Thursday, May 26, 2011

Packaging an external library as a module

As I've been working with programming modules for Ignition, I've needed to use certain libraries along with my projects.

One way to do this: simply include the library's jars in your .modl file, and include them in your module.xml. This will make the library accessible for your module's classes' classloader.

What if the library is very large, though? This makes development take longer, since every module load requires reloading the entire library.

The solution I came up with was to package the library in its own module.

Steps
1) Grab the library's .jar files, and throw them in a directory.
2) Create a module.xml, like what I have below.
3) Package these in a .zip file, and change the extention to .modl

My library's module.xml:
<?xml version="1.0" encoding="UTF-8"?>
<modules>
 <module>
  <id>ApacheCXF</id>
  <name>Apache CXF</name>
  <description>The full Apache CXF 2.4.0 library and supporting libraries.</description>
  <version>2.4.0.1</version>
  <requiredignitionversion>7.2.5.76</requiredignitionversion>
  <requiredframeworkversion>2</requiredframeworkversion>
  <freemodule>true</freemodule>
  
  <!-- All the Apache CXF and CXF support libraries -->
  
  <jar scope="DG">antlr-2.7.7.jar</jar>
  <jar scope="DG">aopalliance-1.0.jar</jar>
  <jar scope="DG">asm-3.3.jar</jar>
                ...
 </module>
</modules>

Then, in your main module's module.xml, include this module as a dependency.

My main module.xml:
<?xml version="1.0" encoding="UTF-8"?>
<modules>
 <module>
  <id>myawesomemodule</id>
  <name>@NAME@</name>
  <description>@DESCRIPTION@</description>
  <version>@VERSION@</version>
  <requiredignitionversion>7.2.5.76</requiredignitionversion>
  <requiredframeworkversion>2</requiredframeworkversion>
  <freemodule>false</freemodule>

  <depends scope="G">ApacheCXF</depends>
  <depends scope="D">ApacheCXF</depends>

  ...

 </module>
</modules>

Note: A module can't have two dependencies. If your module already depends on fpmi, you'll need to move that dependency to the library module, and have your module just depend on the library module. So: "Your module" ->(depends)-> "Library module" ->(depends)->"fpmi"
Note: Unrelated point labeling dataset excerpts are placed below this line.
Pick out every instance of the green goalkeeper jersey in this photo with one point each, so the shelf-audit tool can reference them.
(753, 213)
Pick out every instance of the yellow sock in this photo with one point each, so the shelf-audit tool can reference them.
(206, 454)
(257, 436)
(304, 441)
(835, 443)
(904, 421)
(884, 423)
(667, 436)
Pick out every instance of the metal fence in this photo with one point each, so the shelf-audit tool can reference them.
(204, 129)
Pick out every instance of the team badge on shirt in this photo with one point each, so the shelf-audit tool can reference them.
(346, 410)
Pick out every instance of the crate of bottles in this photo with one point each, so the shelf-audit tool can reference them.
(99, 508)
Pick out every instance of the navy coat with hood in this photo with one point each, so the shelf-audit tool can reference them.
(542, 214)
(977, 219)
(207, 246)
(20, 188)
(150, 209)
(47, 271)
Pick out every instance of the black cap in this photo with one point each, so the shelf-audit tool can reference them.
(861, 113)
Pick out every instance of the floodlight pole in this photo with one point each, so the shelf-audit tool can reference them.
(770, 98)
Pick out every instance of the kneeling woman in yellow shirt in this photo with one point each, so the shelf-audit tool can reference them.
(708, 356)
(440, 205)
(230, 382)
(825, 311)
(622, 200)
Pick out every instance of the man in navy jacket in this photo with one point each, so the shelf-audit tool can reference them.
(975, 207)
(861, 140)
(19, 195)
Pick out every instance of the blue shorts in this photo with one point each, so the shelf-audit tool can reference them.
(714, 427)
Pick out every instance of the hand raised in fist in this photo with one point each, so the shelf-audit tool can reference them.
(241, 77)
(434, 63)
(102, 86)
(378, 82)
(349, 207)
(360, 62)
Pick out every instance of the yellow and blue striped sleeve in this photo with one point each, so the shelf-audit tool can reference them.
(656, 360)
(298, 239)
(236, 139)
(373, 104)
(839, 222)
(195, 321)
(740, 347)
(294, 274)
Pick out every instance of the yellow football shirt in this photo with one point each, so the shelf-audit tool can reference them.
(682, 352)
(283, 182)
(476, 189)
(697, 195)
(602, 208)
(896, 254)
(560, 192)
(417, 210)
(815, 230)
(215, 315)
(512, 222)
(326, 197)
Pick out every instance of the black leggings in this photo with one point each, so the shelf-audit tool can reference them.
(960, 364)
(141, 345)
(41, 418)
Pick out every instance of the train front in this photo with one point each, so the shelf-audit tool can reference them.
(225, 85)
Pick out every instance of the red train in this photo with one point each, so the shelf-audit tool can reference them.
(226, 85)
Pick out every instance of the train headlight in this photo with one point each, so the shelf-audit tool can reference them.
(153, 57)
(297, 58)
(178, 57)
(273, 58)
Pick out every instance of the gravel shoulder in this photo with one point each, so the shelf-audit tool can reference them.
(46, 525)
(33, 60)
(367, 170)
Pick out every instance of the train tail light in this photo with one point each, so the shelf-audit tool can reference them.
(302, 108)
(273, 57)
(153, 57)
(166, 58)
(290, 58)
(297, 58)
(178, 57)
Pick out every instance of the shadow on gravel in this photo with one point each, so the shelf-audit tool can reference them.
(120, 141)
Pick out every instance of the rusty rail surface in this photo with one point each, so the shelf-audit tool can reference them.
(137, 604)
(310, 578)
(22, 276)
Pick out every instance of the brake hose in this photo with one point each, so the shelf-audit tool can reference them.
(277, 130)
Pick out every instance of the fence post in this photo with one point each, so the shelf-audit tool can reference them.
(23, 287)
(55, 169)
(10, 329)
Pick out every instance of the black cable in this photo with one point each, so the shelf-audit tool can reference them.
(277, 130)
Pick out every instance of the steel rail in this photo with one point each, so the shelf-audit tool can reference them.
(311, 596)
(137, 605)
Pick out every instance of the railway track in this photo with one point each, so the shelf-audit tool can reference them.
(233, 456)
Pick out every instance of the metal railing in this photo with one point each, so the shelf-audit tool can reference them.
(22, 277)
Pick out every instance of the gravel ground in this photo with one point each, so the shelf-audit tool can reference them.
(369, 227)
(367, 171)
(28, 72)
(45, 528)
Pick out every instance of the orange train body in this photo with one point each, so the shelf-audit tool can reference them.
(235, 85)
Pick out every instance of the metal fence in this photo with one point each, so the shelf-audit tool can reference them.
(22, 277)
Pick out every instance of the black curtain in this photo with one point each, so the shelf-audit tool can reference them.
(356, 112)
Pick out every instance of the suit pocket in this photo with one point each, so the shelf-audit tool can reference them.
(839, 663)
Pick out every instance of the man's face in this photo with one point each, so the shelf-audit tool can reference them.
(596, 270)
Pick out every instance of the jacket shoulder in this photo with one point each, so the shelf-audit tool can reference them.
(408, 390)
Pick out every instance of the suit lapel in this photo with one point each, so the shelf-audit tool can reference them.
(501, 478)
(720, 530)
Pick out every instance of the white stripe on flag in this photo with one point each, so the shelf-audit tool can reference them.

Note 2: Your module will still load, even if it's missing dependencies. In your module's start up, make sure to check for the library's presence, and fault your module if it's not there.

Ignition Version: 7.2 (7.2.5)

4 comments:

Sasi K said...

Hi Kevin,

We are trying with this method. However, How to load the Library module into Ignition ? We tried to download the Library.modl and Gateway shows error. The error description not visible in Gateway Console / wrapper.log.

Thank you

Kevin McClusky said...

Without Ignition giving error information, it's a little hard to say what's going on.

You might check to make sure that when you packaged the .zip file, you didn't accidently add in any subdirectories. (i.e. When you double click the zip, you should immediately see files.)

You could also grab the playground project from this blog, build that as a module, and make sure it works. If it does, you could compare the module.xml file from it to your module.xml file used in your Library.modl.

If you're still having problems, I'd be happy to take a look at your module. Feel free to send me a direct message on the Inductive Automation forums.

Good luck!

Sasi K said...

Thank you Kevin for your Suggestion. We found our mistake and It works great.

Fausto said...

Hi Kevin,

could you please give more details about this procedure? I'm new to the Ignition SDK, and i'm having some difficulties.
For instance, where the created .modl file should be placed?
I want to use a library (custom made), inside that simpletagprovider project that the ignition comes with.